Education, Education, Education.

Many moons ago I sat some rather stressful and painful exams known to all as A-Levels. Now many language students are vexed by the kinds of stuff they have to learn as part of their courses when at school, but I can tell you some of these things can be very important believe it or not! I’m going to outline in this post exactly what I’m glad I learnt in Sixth Form and the vocab I wish I had known when I moved to Paris.
·         The Environment – when I was sitting my exams at the end of my school career no fewer than three out of my four subjects contained modules in the Environment. I was sick to death of saving the planet and renewable energy sources. Never wanted to hear about them ever again. But dear reader I am glad that I learnt all of those lists of words for it has helped me in this my adult life. Like the English love talking about the weather, the Parisians love talking about pollution. “Paris has worse smog that Beijing didn’t you know?!” and “I just need some fresh country air in my lungs” are not phrases that are unfamiliar to me when conversing with the natives. So thank you AQA, you have done me a massive favour for which I will be ever grateful for.
·         Plumbing – French plumbing is an interesting topic. In my old apartment it was certainly a thought-provoking topic due to the toilet that was so loud it could wake up even the most comatosed teenager. I wish I had known more about what the word for a block drain was or “How do I improve the pressure on the shower?” The main parties talk about Education reform a lot and all of them have passed over a change in the languages syllabuses. I urge them to reconsider and to implement more classes in which languages students learn more practical sentences which they can use in their travels around the world.
·         The Imperative – Those who haven’t had as many grammar lessons as me might be unaware as to what this term means, and for that I am quite jealous. It is the form of the verb you use when you are commanding someone to do something. Pretty useful eh?! After many, many lessons on this at GCSE I am so glad I know how to use it. It’s perfect for telling creepy men to “Get lost” and children to “Tidy their bedrooms”. So I would like to thank both of my secondary school French teachers for this particular nugget of grammatical knowledge. I am massively appreciative.
·         Meat and Fish – I love food. This may be evident to anyone who follows me on Twitter. I’m constantly asking for people to bring me different culinary delights, but I quite like cooking myself and not just people waiting on me hand and foot with mini doughnuts. Now most people can tackle a French menu, but can they tackle a French supermarket fish counter? I thought I could. Turns out I can’t really. Last time I tried to buy something from one I just pointed to whatever looked like a white fish because I had no clue as to what it was. Ended up buying a lovely piece of hake which was a pleasant surprise. I think school children should be given practical oral exams in dealing with surly supermarket workers and having to buy a shoulder of lamb as well as extracting the mother’s recipe for oeuf en cocotte from the man behind the counter.
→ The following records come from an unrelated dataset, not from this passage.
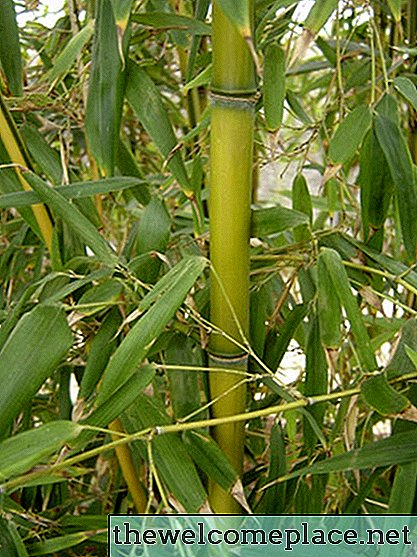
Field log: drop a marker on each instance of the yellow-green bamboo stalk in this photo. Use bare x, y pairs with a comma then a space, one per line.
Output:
233, 88
130, 474
17, 155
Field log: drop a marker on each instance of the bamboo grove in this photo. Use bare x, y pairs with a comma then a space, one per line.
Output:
207, 261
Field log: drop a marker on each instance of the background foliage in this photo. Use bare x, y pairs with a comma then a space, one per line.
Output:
104, 121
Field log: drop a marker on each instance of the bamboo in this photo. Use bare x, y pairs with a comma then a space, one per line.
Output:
233, 87
17, 155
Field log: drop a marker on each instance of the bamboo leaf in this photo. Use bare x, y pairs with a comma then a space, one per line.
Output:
275, 219
161, 20
316, 379
59, 543
146, 101
400, 164
153, 236
183, 383
171, 459
383, 398
376, 183
76, 190
118, 402
329, 308
207, 455
349, 134
403, 489
397, 449
23, 365
102, 346
20, 453
10, 57
341, 284
73, 218
239, 14
133, 349
407, 89
319, 14
395, 7
68, 56
106, 89
274, 86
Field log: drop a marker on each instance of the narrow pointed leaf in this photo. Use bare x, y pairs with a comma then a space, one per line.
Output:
383, 398
397, 449
329, 308
238, 13
73, 218
349, 135
20, 453
68, 56
10, 57
207, 455
145, 99
341, 284
161, 20
274, 86
275, 219
143, 334
106, 88
77, 190
24, 366
172, 461
399, 160
407, 89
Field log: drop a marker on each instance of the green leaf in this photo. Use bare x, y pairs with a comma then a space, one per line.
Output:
100, 297
316, 379
238, 13
106, 89
164, 21
329, 308
172, 461
73, 218
376, 183
275, 219
59, 543
77, 190
20, 453
102, 346
183, 383
274, 86
68, 56
145, 99
407, 89
340, 280
207, 455
24, 366
380, 396
397, 449
395, 7
349, 134
172, 289
10, 57
118, 402
399, 160
403, 491
153, 236
319, 14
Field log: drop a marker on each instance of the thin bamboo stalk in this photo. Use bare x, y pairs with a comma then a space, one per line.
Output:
233, 87
17, 154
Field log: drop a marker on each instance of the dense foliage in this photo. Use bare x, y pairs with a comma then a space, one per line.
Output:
105, 320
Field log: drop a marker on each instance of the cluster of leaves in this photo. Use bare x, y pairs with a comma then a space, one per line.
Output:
110, 131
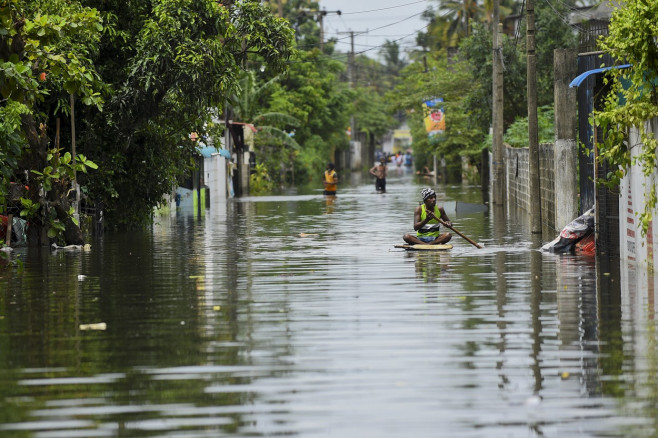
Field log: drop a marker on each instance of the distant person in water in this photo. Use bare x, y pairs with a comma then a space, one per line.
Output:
426, 222
330, 180
379, 172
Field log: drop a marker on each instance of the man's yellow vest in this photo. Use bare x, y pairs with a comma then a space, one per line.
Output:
431, 228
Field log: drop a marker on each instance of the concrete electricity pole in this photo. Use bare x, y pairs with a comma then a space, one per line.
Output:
533, 136
320, 17
497, 113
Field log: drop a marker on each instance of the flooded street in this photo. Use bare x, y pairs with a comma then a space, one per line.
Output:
294, 315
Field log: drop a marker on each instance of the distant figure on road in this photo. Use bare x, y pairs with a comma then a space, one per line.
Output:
379, 172
426, 222
330, 180
399, 159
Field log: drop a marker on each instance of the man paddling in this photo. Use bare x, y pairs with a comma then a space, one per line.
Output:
426, 223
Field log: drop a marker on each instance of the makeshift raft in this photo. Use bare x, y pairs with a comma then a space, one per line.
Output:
428, 247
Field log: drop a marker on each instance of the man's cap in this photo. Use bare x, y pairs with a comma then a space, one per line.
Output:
427, 192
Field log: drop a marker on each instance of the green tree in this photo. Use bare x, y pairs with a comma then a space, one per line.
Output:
166, 62
45, 50
451, 82
632, 99
312, 93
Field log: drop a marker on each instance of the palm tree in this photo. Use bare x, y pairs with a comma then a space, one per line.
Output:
247, 103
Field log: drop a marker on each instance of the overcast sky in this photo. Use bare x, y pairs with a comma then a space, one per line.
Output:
373, 22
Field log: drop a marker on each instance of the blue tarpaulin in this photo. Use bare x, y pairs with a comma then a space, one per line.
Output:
581, 77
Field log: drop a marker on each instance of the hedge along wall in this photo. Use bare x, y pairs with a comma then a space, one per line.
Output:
518, 180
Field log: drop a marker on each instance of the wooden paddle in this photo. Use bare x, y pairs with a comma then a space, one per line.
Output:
442, 222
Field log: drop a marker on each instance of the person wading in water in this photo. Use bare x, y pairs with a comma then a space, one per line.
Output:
426, 223
380, 173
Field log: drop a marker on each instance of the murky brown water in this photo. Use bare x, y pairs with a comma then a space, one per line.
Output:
234, 325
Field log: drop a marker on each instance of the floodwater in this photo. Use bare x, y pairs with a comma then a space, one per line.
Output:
294, 315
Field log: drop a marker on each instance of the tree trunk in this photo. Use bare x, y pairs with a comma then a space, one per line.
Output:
35, 159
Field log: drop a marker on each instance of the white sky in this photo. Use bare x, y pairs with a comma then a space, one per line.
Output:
373, 22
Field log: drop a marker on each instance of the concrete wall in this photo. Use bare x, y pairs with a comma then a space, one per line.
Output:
215, 178
634, 247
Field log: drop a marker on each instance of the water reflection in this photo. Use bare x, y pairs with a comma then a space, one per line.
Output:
294, 315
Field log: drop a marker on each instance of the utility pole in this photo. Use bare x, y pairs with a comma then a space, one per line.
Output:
497, 116
350, 75
76, 213
497, 110
533, 136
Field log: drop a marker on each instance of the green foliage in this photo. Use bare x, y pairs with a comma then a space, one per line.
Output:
311, 93
517, 134
60, 171
478, 98
451, 81
165, 63
632, 99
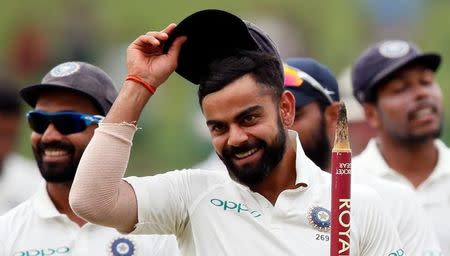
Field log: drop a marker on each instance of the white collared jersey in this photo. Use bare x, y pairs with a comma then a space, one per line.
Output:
19, 180
36, 228
433, 194
212, 215
413, 227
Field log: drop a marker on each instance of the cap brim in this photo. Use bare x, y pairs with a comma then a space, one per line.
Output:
302, 97
211, 35
430, 60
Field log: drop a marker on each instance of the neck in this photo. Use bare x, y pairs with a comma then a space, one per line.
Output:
415, 162
59, 194
280, 179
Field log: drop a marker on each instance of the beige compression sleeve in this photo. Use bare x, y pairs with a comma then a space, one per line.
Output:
98, 193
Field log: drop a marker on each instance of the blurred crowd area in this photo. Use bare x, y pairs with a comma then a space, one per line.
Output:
36, 35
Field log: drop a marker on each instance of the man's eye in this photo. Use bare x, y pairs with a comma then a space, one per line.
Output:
217, 128
249, 119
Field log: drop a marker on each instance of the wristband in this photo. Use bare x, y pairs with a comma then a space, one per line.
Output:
137, 79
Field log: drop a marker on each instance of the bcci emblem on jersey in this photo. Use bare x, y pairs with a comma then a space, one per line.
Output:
122, 246
319, 218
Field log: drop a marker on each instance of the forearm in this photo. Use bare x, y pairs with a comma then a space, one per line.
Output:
98, 193
129, 104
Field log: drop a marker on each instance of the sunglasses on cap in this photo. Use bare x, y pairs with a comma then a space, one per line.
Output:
294, 77
65, 122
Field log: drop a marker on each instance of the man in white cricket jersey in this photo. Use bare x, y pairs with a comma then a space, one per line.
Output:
316, 99
67, 106
273, 201
395, 83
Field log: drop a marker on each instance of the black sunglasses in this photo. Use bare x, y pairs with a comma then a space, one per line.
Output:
65, 122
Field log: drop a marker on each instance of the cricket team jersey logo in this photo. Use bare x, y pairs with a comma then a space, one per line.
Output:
319, 218
394, 49
122, 246
65, 69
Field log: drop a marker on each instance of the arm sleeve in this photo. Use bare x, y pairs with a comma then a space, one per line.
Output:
414, 228
379, 236
163, 202
98, 193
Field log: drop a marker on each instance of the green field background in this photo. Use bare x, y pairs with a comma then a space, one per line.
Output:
171, 134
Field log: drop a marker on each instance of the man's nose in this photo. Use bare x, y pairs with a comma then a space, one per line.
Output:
237, 136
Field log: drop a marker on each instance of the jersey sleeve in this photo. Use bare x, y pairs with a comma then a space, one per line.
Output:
163, 201
379, 236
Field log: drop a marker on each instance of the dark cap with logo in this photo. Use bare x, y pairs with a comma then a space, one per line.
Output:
212, 35
79, 77
310, 81
383, 59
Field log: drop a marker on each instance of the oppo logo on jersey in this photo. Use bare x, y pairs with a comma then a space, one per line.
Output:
232, 206
399, 252
63, 250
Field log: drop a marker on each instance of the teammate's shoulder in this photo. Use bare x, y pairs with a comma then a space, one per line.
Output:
17, 215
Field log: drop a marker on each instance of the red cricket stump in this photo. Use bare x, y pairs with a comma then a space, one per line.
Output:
340, 187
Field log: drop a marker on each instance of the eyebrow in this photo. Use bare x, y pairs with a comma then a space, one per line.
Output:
239, 116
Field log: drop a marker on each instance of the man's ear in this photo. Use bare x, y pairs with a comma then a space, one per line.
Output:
287, 108
372, 115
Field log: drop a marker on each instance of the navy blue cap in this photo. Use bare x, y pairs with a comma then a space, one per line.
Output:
79, 77
381, 60
310, 81
212, 35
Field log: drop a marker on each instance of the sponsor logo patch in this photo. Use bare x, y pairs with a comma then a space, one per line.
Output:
122, 246
319, 218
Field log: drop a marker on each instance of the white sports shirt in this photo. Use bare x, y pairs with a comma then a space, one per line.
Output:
19, 180
212, 215
433, 193
36, 228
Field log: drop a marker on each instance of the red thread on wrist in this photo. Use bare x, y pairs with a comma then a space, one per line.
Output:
137, 79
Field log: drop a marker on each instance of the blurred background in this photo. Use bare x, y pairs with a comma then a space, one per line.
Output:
36, 35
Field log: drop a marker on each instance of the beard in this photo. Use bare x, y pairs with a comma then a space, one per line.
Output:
411, 138
319, 151
57, 172
252, 174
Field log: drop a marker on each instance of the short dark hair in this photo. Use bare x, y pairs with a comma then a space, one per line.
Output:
264, 68
9, 97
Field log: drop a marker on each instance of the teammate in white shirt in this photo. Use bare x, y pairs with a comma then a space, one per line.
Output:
276, 201
19, 177
394, 81
315, 120
68, 105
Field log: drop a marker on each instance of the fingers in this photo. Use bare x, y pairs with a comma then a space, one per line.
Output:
175, 48
169, 29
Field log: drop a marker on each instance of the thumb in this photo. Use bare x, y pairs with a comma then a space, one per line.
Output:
174, 50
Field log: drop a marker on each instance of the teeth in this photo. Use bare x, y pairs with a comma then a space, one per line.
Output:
423, 112
246, 154
55, 152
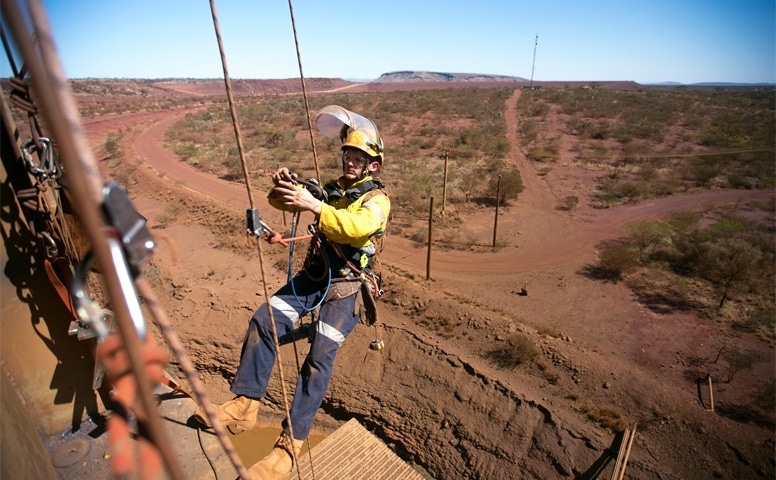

There we have it. My shortlist of the things I had wished I had learnt at school and the ones I’m thankful I did. For all of you out there studying for exams that you feel are pointless, never fear they may feel like that now but I can assure you that snippets will be amazingly useful in the future. 

Friday 10 April 2015

The Problems Of An Ex-Pat

I’ve been living in France now for just over 19 months and as what you might term an “ex-pat” I have encountered a few problems. Many people have a dream of living in a different country and that doesn’t mean they don’t love their home nation any less just that they wish to go and sample somewhere else’s culture. After recently writing a piece for the lovely people at the Franco British Chamber of Commerce and Industry about why I moved to Paris in the first place I started thinking about the downsides of being a foreigner abroad.
1.       Lack of Bacon – Not much needs to be said about this as all I have to say is the lack of this food of the Gods is in limited stock on the continent which is bad news for hangovers and quick dinners.
2.       Absence of Family/Friends – Even though there isn’t a massive time difference between France and Blighty but it does impact on when you can call up your nearest and dearest for a chinwag or for moral support.
3.       French TV shows – I don’t ask for much from a country but one thing I do require is a decent Masterchef-a-like programme of which France has nothing to offer. Finding sneaky ways to watch John and Greg eating strange taste sensations is just something you have to put up with as a Brit abroad who is in need of some cheeky, light-hearted entertainment.
4.       The Weather – Out in Liverpool today, I was commenting on the phenomenon that is sunshine in the UK. As soon as the rays of dawn grace our tired morning eyes we decide to don a pair of shorts and make the most of it. This eternal optimism just doesn’t happen on the continent. Partly because they get good weather most of the time but also because they can be reet miserable. I’d bet you any money that there is a Parisian still in a winter coat and knee high boats walking down Rue de Rivoli at this very moment.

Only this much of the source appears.